La vérité n’est pas dans l’œil de celle qui la regarde.

1933. Etats-Unis. 14 millions de chômeurs. La plupart dérivent sans but, vivant dans les rues.

De 1935 à 1939, Dorothea Lange sera l’une des photographes attitrées de la Farm Security Administration, organisme créé pour assister les pauvres et les chômeurs, et, surtout, pour attirer l’attention du grand public sur la gravité de leur situation. Le responsable du programme, Roy Stryker, laisse toute attitude à ses photographes : le sujet économique et social est imposé, mais libre à eux d’utiliser leur sensibilité artistique et leur compassion pour rendre compte de ces vies brisées.

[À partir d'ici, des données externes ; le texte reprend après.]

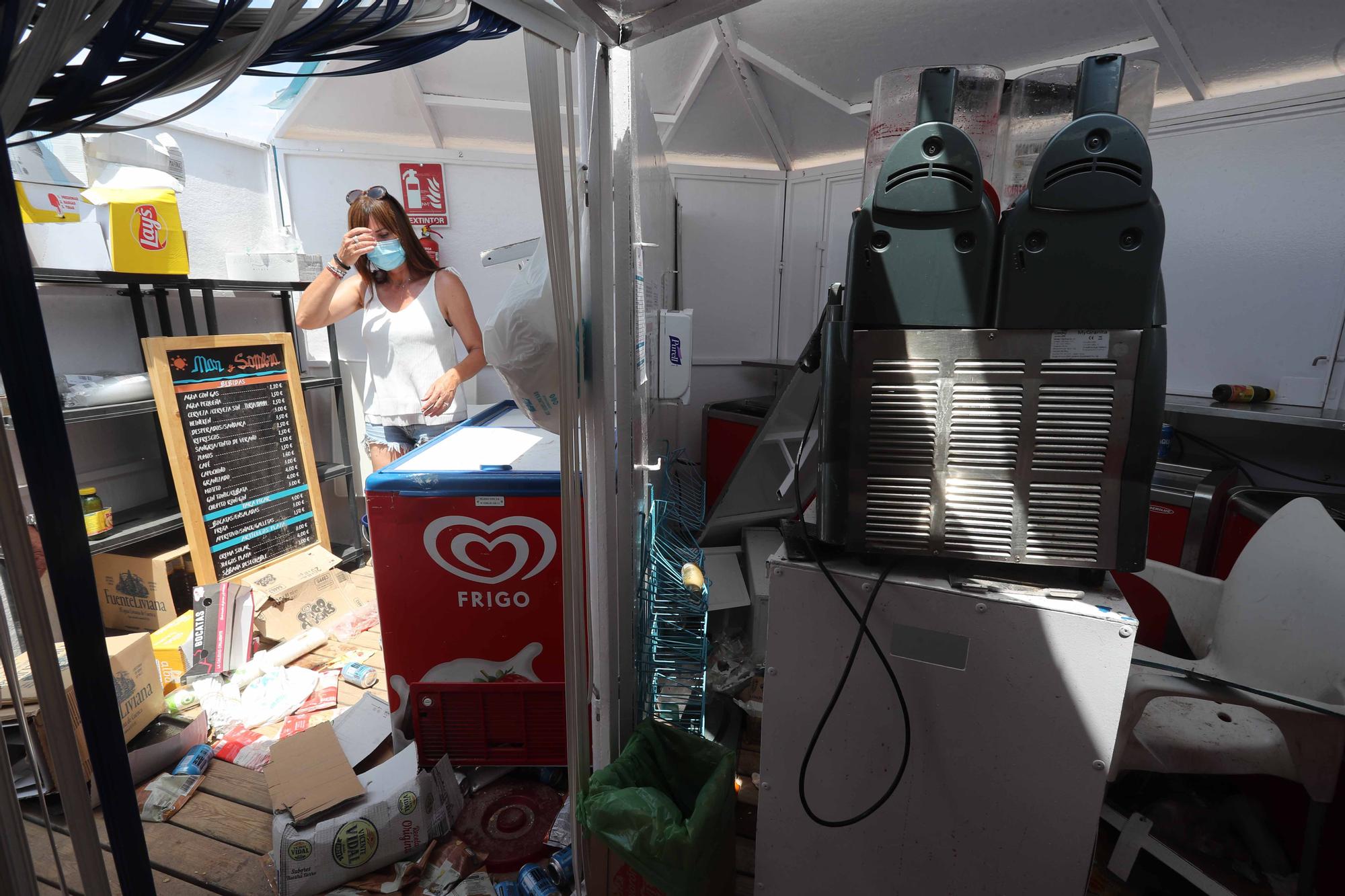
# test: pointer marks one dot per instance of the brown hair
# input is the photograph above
(391, 214)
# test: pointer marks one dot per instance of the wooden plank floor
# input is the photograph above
(217, 842)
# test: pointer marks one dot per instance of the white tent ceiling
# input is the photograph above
(787, 83)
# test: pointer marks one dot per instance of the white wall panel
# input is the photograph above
(1254, 263)
(731, 229)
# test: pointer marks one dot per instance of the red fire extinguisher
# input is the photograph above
(430, 245)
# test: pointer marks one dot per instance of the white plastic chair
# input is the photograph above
(1276, 624)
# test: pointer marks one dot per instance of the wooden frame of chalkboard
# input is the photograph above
(235, 425)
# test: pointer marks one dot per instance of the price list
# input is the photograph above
(245, 454)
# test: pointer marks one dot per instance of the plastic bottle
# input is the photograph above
(1243, 395)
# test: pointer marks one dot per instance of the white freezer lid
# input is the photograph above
(510, 439)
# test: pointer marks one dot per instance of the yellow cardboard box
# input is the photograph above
(134, 585)
(143, 229)
(173, 650)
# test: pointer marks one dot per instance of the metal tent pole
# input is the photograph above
(53, 490)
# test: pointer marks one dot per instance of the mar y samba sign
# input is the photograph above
(236, 431)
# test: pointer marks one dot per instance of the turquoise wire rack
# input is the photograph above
(672, 642)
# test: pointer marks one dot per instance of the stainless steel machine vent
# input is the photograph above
(1074, 425)
(899, 513)
(978, 518)
(985, 425)
(1065, 521)
(1003, 451)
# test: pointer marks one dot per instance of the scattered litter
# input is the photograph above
(165, 795)
(276, 694)
(393, 879)
(560, 834)
(401, 811)
(730, 665)
(450, 862)
(196, 762)
(243, 747)
(303, 721)
(354, 622)
(360, 674)
(478, 884)
(280, 655)
(323, 696)
(221, 701)
(309, 774)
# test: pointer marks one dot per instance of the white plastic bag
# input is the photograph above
(521, 343)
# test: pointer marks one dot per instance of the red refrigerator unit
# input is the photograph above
(466, 541)
(1186, 505)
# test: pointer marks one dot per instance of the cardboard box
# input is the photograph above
(79, 245)
(305, 591)
(40, 724)
(173, 650)
(134, 584)
(400, 811)
(143, 229)
(223, 628)
(135, 678)
(274, 267)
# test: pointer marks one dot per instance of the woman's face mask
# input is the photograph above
(388, 255)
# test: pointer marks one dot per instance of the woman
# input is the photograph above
(411, 313)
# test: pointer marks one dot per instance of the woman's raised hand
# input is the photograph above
(358, 241)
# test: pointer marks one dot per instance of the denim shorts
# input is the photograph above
(403, 439)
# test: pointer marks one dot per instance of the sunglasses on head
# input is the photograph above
(373, 193)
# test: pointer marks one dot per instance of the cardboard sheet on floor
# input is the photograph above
(310, 774)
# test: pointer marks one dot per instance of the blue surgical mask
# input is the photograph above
(388, 255)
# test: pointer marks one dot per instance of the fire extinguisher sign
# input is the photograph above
(423, 193)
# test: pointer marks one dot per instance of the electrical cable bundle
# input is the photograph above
(73, 64)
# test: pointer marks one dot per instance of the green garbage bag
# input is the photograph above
(665, 806)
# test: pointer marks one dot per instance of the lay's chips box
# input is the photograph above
(143, 229)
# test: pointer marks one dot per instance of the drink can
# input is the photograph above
(563, 866)
(196, 760)
(360, 674)
(533, 880)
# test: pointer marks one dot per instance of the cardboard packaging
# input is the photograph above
(143, 229)
(134, 585)
(223, 628)
(305, 591)
(135, 678)
(401, 809)
(173, 650)
(274, 267)
(79, 245)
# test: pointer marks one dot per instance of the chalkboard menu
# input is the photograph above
(233, 417)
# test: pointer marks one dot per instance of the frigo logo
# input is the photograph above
(498, 564)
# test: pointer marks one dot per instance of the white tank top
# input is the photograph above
(408, 352)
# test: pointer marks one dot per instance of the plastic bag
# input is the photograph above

Mars 1936. Californie. Dorothea Lange longe un camp de ramasseur de pois où 2 500 personnes s’entassent dans des conditions misérables. En 1960, la photographe racontera qu’elle a tout de suite remarqué une femme, assise sous une tente de fortune, entourée de ses sept enfants. La récolte avait gelé sur pied, il n’y avait pas de travail et la famille n’avait à manger que les oiseaux chassés par les enfants ; cette femme ne pouvait plus partir puisqu’elle venait de vendre les pneus de l’auto pour acheter de la nourriture. Dorothea Lange passe seulement dix minutes avec elle, mais les photos qu’elle prend au cours de cette rencontre attirent l’attention de tout le pays. La photographe transmet alors ses images à Washington, où les autorités font envoyer 10 000 kg de nourriture dans le camp. Elle les publie aussi dans le San Francisco News, et la photo Migrant Mother (Mère migrante) (1) devient une icône : une femme au visage marqué (elle a 32 ans) et au geste inquiet, qui serre contre elle ses trois enfants en haillons. Aux yeux des Américains, cette mère est une héroïne proche de Ma Joad, la Mère Courage des Raisins de la colère de John Steinbeck.

Mais, la Migrant Mother, la vraie, n’a jamais correspondu à sa légende, et n’a jamais apprécié d’être réduite à un symbole. Son nom n’émergera que quarante ans plus tard. En 1979, Florence Owens Thompson écrit elle-même à un journal pour dire tout le mal qu’elle pense de l’image qui l’a représentée. Elle n’était pas vraiment une migrante, puisqu’elle résidait déjà en Californie quand la Dépression a frappé. Elle n’était pas une Américaine blanche chassée de sa ferme par la crise, mais une Indienne de la tribu Cherokee, née en 1903 dans une réserve de l’Oklahoma – où sa tribu avait atterri après avoir été dépossédée de ses terres.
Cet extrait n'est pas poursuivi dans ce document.